Databricks Community

amelia1 · ‎05-28-2024

Hello,

I have a remote azure sql warehouse serverless instance that I can access using databricks-sql-connector. I can read/write/update tables no problem.

But, I'm also trying to read/write/update tables using local pyspark + jdbc drivers. But when I try to run df=spark.read.format("jdbc").... df.head(5), only the column names are return 5 times. See my code below.



def get_jdbc_url():
    # Define your Databricks parameters
    server_hostname, http_path, access_token = get_connection_configs()
    default_catalog = "researchers"
    # Build the Spark JDBC URL
    jdbc_url = f"jdbc:databricks://{server_hostname}:443;httpPath={http_path};AuthMech=3;UID=token;PWD={access_token};ConnCatalog={default_catalog}"
    return jdbc_url


def get_spark() -> SparkSession:
    # Initialize SparkSession
    conf = SparkConf()
    # unfortunately, there is no automatic way for pyspark to download the jar itself
    # TODO set to your own jar path
    conf.set("spark.jars",
             "/home/username/repos/uwcip-research/code-examples/DatabricksJDBC42-2.6.38.1068/DatabricksJDBC42.jar")
    conf.set("spark.driver.extraClassPath",
             "/home/username/repos/uwcip-research/code-examples/DatabricksJDBC42-2.6.38.1068/DatabricksJDBC42.jar")
    conf.set("spark.sql.execution.arrow.pyspark.enabled", "true")
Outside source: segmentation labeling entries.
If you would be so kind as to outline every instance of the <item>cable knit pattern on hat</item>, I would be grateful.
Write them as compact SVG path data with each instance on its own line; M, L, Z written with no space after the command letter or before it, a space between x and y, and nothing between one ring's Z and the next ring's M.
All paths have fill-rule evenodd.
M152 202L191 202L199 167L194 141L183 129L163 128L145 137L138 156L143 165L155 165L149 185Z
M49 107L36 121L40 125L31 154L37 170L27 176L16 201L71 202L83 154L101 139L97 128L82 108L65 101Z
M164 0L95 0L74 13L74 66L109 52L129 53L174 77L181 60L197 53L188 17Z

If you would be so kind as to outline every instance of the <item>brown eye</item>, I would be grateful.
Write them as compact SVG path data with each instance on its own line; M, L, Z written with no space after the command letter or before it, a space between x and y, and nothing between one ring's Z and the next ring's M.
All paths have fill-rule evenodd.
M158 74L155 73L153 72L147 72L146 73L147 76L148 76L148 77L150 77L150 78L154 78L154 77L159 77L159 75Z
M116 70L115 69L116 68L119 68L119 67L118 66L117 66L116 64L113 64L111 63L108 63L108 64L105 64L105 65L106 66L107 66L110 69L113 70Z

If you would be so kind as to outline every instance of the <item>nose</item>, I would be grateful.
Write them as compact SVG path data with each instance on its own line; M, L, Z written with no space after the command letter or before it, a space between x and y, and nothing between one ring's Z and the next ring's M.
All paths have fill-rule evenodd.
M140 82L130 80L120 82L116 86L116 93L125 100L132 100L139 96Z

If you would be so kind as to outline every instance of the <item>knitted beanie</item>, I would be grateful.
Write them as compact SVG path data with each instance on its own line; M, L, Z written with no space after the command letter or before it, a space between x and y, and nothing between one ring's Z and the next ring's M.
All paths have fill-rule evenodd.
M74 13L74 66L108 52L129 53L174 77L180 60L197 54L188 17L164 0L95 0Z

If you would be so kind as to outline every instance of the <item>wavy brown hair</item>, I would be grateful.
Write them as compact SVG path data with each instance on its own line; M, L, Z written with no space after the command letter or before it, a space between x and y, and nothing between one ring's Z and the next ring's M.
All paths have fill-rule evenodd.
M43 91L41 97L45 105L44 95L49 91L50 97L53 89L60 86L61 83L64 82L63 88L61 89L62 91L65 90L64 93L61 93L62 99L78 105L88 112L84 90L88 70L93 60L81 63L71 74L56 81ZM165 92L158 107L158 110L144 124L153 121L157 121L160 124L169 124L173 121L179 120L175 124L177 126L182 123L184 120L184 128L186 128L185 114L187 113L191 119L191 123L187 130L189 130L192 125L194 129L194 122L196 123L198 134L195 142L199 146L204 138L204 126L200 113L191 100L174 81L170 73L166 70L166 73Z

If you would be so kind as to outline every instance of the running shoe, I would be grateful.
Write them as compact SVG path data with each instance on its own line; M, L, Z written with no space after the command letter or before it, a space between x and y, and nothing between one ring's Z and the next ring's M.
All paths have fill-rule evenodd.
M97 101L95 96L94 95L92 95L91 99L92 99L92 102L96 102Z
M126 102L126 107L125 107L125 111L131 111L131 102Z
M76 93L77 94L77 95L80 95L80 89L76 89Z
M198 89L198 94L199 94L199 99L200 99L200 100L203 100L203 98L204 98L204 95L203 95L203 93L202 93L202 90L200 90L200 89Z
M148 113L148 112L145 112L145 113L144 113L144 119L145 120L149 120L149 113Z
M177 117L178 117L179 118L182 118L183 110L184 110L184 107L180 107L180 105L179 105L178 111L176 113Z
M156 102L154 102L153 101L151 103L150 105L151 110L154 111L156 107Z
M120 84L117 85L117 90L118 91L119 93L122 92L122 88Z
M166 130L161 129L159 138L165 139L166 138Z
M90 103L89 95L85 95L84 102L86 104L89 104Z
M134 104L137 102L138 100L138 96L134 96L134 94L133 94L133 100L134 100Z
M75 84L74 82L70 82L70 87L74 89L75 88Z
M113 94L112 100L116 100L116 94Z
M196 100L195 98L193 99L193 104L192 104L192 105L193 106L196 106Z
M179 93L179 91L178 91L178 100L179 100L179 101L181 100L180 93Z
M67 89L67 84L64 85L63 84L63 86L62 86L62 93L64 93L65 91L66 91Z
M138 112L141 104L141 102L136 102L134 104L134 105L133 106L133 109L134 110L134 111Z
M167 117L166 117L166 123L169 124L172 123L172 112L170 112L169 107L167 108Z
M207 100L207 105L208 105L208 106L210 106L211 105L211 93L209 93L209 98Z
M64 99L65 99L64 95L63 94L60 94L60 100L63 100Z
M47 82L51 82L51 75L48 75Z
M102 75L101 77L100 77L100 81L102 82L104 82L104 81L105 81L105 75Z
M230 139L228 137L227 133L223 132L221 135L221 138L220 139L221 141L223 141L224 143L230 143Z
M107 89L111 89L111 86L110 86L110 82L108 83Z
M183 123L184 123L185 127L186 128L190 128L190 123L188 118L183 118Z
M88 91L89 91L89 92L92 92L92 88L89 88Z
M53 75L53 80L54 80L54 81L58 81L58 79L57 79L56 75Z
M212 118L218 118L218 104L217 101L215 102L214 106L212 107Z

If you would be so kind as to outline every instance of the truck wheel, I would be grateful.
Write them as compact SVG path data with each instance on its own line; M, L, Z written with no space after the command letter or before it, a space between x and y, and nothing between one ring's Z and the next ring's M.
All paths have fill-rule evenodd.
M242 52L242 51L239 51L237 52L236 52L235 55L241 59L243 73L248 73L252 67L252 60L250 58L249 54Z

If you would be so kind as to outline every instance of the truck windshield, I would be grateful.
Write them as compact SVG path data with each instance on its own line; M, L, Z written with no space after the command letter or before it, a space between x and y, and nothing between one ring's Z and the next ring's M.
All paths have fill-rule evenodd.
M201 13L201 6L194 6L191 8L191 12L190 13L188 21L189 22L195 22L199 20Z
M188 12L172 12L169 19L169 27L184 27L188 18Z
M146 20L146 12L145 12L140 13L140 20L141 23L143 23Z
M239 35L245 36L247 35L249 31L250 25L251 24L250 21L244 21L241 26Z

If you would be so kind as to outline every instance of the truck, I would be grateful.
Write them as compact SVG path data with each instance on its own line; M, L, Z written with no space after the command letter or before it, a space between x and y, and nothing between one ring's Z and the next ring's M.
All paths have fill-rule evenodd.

    spark = SparkSession.builder \
        .appName("connecting to databricks") \
        .config(conf=conf) \
        .getOrCreate()
    return spark

def read_table():
    spark = get_spark()
    jdbc_url = get_jdbc_url()
    dbtable = "researchers.dev.test_transcripts"

    df = spark.read \
        .format("jdbc") \
        .option("url", jdbc_url) \
        .option("dbtable", dbtable) \
        .load()

    top5 = df.head(5)
    print(top5)

The error I got:

ERROR StatusLogger Unable to create Lookup for date
java.lang.ClassCastException: class org.apache.logging.log4j.core.lookup.DateLookup
at java.base/java.lang.Class.asSubclass(Class.java:3640)
at com.databricks.client.jdbc42.internal.apache.logging.log4j.core.lookup.Interpolator.<init>(Interpolator.java:84)
at com.databricks.client.jdbc42.internal.apache.logging.log4j.core.lookup.Interpolator.<init>(Interpolator.java:105)

....

ERROR StatusLogger Unable to create Lookup for env
java.lang.ClassCastException: class org.apache.logging.log4j.core.lookup.EnvironmentLookup
at java.base/java.lang.Class.asSubclass(Class.java:3640)

....

ERROR StatusLogger Unrecognized format specifier [d]
ERROR StatusLogger Unrecognized conversion specifier [d] starting at position 16 in conversion pattern.
ERROR StatusLogger Unrecognized format specifier [thread]
ERROR StatusLogger Unrecognized conversion specifier [thread] starting at position 25 in conversion pattern.
ERROR StatusLogger Unrecognized format specifier [level]
ERROR StatusLogger Unrecognized conversion specifier [level] starting at position 35 in conversion pattern.
ERROR StatusLogger Unrecognized format specifier [logger]
ERROR StatusLogger Unrecognized conversion specifier [logger] starting at position 47 in conversion pattern.
ERROR StatusLogger Unrecognized format specifier [msg]
ERROR StatusLogger Unrecognized conversion specifier [msg] starting at position 54 in conversion pattern.
ERROR StatusLogger Unrecognized format specifier [n]
ERROR StatusLogger Unrecognized conversion specifier [n] starting at position 56 in conversion pattern.
[Row(video_name='video_name', video_transcript='video_transcript'), Row(video_name='video_name', video_transcript='video_transcript'), Row(video_name='video_name', video_transcript='video_transcript'), Row(video_name='video_name', video_transcript='video_transcript'), Row(video_name='video_name', video_transcript='video_transcript')]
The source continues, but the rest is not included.